Menurut Jimly, pernyataan demokrasi kebablasan yang disampaikan Jokowi sangat bertolak belakang dengan jargon pemerintahannya yakni 'kerja, kerja, kerja'.
"Keluhan-keluhan kebablasan boleh dikurangi, statement keluh kesah seperti itu. Kalau Pak SBY (Susilo Bambang Yudhoyono) rajin sekali dia kan, prihatin dan sebagainya. Yang penting kita bertindak," jelas Jimly dalam diskusi bertema 'Kebebasan. Demokrasi. Kebablasan'. di kawasan Menteng, Jakarta, Sabtu (25/2).
Menurutnya, tidak bisa dipungkiri bahwa demokrasi membuat pandangan seseorang terhadap fenomena politik yang terjadi berbeda-beda. Mantan ketua Mahkamah Konstitusi itu mencontohkan, di dalam aplikasi pesan singkat (what's up) terdapat grup yang berisikan orang-orang berbeda. Grup bisa dibuat hingga lebih dari satu dengan diisi orang yang berbeda pula. Faktanya, setiap orang di lima grup aplikasi memiliki pandangan dan persepsi masing-masing mengenai kondisi nasional yang terjadi sekarang.

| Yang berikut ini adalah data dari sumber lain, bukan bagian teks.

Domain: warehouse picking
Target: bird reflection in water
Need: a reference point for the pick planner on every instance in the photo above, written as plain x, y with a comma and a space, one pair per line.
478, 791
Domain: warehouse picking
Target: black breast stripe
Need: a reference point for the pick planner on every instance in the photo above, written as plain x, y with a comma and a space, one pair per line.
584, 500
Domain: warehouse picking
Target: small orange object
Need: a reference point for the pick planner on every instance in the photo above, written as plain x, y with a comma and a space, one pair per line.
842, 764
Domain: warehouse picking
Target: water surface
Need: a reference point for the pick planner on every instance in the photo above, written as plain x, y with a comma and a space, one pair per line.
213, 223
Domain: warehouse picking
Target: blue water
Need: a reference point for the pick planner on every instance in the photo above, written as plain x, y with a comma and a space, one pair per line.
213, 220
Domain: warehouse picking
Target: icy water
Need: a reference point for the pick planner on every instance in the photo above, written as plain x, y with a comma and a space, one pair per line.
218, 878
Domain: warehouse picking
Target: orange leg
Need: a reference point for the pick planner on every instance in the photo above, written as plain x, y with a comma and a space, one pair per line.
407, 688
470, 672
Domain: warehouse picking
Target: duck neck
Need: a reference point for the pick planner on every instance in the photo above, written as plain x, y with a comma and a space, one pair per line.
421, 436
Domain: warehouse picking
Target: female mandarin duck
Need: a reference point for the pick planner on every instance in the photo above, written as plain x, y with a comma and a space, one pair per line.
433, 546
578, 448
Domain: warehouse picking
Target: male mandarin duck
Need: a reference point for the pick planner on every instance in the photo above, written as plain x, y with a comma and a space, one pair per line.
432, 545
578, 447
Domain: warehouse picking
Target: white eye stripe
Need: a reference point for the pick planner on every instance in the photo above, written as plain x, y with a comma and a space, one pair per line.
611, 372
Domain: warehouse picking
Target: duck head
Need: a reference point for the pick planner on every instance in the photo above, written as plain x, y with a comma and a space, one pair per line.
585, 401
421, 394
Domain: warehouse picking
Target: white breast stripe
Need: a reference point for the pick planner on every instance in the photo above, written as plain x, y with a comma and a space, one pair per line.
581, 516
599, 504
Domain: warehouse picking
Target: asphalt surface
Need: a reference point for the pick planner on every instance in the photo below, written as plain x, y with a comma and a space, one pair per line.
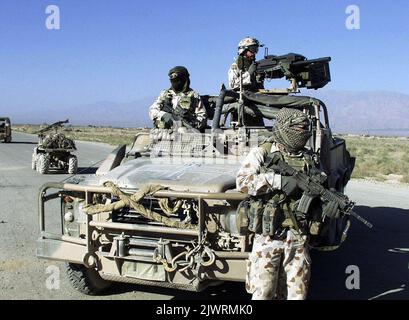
381, 254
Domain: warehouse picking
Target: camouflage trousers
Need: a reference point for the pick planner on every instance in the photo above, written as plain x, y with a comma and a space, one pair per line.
279, 269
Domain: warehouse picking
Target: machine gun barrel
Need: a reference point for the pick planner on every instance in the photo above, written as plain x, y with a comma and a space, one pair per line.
304, 73
308, 62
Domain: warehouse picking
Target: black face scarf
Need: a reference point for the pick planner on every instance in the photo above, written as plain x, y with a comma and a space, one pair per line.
180, 83
244, 63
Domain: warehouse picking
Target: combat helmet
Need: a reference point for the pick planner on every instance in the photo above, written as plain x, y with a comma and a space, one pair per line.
248, 43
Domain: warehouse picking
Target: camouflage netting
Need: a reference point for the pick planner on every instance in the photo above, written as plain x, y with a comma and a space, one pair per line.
58, 141
133, 201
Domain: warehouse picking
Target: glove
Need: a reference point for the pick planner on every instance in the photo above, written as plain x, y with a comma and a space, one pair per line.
167, 119
331, 210
289, 185
252, 68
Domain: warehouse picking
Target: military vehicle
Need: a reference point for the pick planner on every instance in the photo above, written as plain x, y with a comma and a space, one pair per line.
54, 151
166, 212
5, 130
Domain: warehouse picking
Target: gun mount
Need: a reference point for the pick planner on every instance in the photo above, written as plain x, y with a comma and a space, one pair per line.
54, 125
301, 72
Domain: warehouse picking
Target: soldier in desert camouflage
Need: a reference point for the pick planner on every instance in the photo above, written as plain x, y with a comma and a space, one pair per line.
178, 103
279, 264
242, 76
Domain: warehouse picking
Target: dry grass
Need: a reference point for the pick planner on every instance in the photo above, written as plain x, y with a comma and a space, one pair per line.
380, 158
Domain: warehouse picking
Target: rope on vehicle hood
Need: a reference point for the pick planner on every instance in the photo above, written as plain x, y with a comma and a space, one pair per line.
133, 201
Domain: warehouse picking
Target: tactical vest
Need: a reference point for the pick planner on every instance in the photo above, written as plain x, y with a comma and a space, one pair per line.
186, 106
271, 214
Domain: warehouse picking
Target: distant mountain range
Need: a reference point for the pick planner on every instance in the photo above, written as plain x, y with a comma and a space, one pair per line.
349, 111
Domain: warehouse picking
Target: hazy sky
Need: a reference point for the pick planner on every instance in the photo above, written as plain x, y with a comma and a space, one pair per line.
121, 50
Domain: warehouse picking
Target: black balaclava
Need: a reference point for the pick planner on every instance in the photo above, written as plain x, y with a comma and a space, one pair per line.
179, 79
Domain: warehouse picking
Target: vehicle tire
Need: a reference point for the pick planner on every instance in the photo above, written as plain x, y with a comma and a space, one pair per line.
34, 162
86, 280
72, 165
43, 163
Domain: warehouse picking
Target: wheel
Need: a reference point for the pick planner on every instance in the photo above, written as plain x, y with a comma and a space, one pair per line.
43, 163
86, 280
72, 164
34, 161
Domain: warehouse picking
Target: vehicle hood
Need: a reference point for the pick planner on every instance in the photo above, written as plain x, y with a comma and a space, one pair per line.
189, 175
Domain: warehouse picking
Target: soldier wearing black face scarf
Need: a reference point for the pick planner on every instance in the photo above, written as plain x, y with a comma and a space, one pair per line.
179, 102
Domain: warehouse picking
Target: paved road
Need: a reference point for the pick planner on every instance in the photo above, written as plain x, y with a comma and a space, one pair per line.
381, 254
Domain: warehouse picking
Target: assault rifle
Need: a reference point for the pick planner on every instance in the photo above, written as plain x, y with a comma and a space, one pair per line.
312, 188
311, 74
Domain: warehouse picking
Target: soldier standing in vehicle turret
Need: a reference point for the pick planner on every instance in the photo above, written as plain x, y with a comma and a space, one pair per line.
243, 77
243, 70
279, 264
178, 103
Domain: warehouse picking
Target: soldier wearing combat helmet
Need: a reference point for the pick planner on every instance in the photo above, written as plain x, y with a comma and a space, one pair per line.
279, 264
243, 69
178, 103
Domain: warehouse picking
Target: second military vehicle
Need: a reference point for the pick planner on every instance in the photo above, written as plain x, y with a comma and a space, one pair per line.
54, 151
167, 212
5, 129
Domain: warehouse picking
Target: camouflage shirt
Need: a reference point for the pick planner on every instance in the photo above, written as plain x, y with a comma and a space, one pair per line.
234, 77
249, 82
249, 178
190, 101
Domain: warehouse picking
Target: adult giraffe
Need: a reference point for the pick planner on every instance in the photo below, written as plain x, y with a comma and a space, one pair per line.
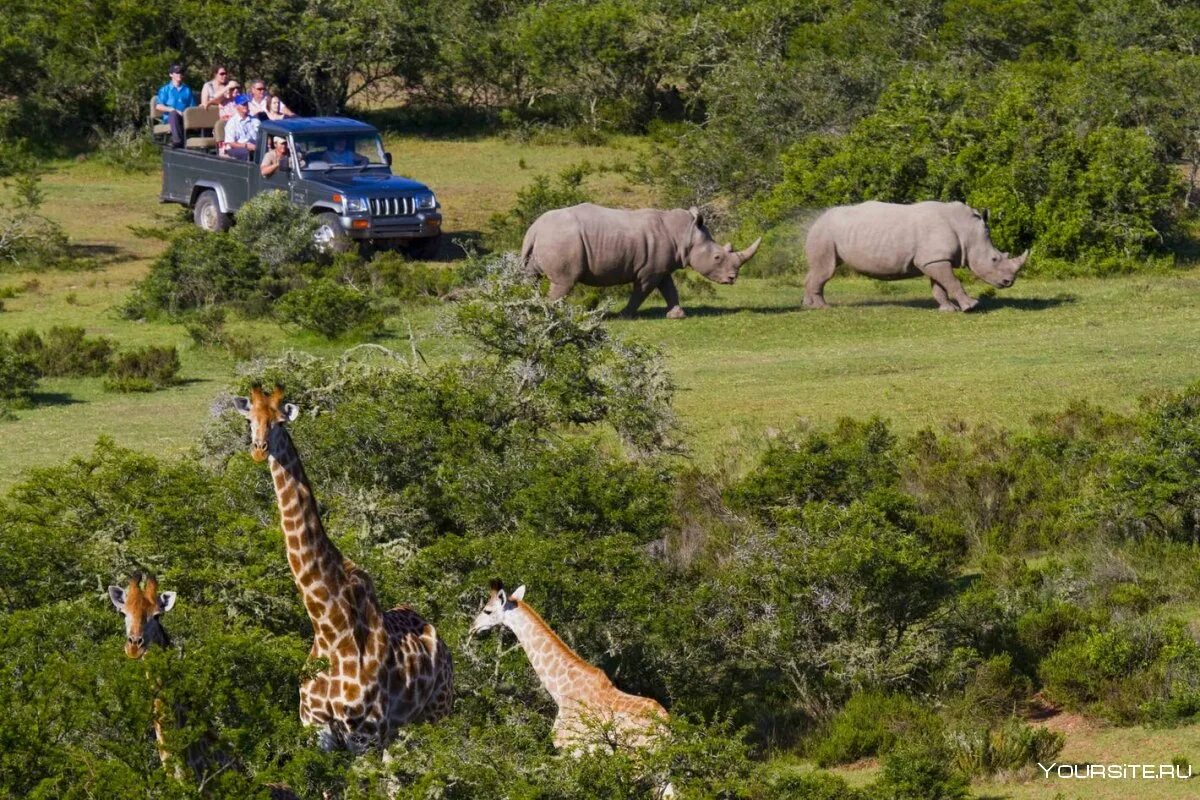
385, 668
142, 606
583, 693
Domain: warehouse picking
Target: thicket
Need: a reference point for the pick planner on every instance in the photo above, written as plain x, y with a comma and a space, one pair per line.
851, 593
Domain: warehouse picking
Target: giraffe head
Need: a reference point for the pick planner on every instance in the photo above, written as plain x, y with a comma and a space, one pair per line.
264, 411
142, 608
497, 607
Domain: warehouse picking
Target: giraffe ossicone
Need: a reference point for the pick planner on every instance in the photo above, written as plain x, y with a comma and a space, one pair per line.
385, 668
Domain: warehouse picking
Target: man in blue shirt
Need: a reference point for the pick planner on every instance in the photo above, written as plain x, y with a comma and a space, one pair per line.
172, 100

"Soal kebablasan ini bukan karena sistem demokrasi itu tetapi karena perkembangan teknologi juga. Kan baru ini kita punya grup WA. Dan di grup itu gambaran di kita yang sangat plural yang diwadahi oleh grup di WA itu. Artinya kita menerima kenyataan ada perkembangan baru seperti ini tetapi keluhan-keluhan kebablasan bolehlah dikurangi," pungkas Jimly.